The first grant has been offered under the Heritage Development Trust Pilot Grant Scheme. A grant of £150,000 will support Historic Coventry Trust through a key transition period as they take on 22 historic properties from Coventry City Council and re-purpose these important listed sites for the future. These include the national demonstrator project for High Street Heritage Action Zones at Hales Street, the 14th-century Swanswell and Cook Street Gates (the only two of the medieval gates to survive), the late-medieval Charterhouse site and the 19th-century Greek Revival Drapers’ Hall. These projects will be restored and adapted to create exciting new commercial and public spaces, events venues and unique visitor attractions and holiday cottages in time for Coventry’s 2021 City of Culture year.
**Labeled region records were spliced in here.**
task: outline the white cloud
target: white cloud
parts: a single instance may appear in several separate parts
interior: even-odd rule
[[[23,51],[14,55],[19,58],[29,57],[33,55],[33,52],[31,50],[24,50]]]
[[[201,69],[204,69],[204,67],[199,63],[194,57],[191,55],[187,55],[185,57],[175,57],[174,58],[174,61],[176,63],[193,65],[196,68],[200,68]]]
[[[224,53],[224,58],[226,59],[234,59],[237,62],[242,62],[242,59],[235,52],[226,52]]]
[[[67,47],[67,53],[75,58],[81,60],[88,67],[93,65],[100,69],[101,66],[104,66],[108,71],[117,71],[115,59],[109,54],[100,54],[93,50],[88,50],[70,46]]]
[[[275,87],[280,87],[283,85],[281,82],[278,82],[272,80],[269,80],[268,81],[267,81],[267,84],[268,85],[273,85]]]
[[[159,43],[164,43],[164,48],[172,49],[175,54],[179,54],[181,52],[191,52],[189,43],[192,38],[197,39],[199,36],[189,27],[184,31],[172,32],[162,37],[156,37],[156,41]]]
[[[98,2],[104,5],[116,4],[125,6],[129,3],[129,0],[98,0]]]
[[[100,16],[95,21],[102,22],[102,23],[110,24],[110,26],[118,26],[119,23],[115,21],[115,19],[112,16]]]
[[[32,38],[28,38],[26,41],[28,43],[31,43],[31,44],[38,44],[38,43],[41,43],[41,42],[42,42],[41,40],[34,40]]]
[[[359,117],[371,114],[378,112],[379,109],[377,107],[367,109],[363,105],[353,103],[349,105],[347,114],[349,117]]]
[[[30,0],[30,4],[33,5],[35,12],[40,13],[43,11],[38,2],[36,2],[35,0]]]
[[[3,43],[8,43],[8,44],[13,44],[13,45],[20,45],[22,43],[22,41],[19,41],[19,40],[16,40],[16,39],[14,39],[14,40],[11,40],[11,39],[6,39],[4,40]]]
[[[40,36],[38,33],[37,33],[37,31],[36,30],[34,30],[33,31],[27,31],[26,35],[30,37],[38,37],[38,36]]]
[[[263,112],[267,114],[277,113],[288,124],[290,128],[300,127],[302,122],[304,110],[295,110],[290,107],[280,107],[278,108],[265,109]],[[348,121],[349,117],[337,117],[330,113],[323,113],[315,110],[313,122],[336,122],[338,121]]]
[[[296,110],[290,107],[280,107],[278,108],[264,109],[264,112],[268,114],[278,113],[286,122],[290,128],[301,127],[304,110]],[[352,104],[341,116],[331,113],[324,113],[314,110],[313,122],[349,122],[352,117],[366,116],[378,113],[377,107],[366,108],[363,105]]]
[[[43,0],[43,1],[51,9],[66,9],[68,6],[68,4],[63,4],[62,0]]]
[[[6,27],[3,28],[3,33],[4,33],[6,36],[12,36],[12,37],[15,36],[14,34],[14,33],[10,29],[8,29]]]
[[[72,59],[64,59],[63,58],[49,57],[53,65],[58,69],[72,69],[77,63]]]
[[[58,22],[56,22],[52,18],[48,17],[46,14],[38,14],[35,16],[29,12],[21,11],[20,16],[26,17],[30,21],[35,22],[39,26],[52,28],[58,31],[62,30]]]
A second grant of £350,000 has been awarded under the Transformational Capital Grant scheme. This is for the Lychgate Cottages.
3-5 Priory Row (known as Lychgate Cottages) are three remarkable close-studded timber frame properties dating from around 1415 and the only upstanding building surviving from the 12th century St Mary’s Priory complex. Historic Coventry Trust intend reviving a national important heritage asset, making the properties accessible to the community and visitors to the city, and providing much needed visitor accommodation in the lead up to Coventry City of Culture 2021.
Ian Harrabin, Chairman of Historic Coventry Trust, said: “These are two very different awards but both will be of great benefit to the city. Historic Coventry Trust is a lean but ambitious organisation and we have got lots to achieve over the next couple of years. Obviously handling such important and varied projects requires a wide range of skills and is time-intensive, so the Heritage Development Pilot Grant of £150,000 will help us build and sustain those capabilities.
“The £350,000 towards 3-5 Priory Row is a massive boost towards transforming these three 15 Century buildings into unique visitor accommodation while respecting their architectural merit and outstanding historical importance.”
The Architectural Heritage Fund is a registered charity, working since 1976 to promote the conservation and sustainable re-use of historic buildings for the benefit of communities across the UK. It provides advice, information and financial assistance in the form of early project grants and loans for projects undertaken by charities and not-for-private profit organisations.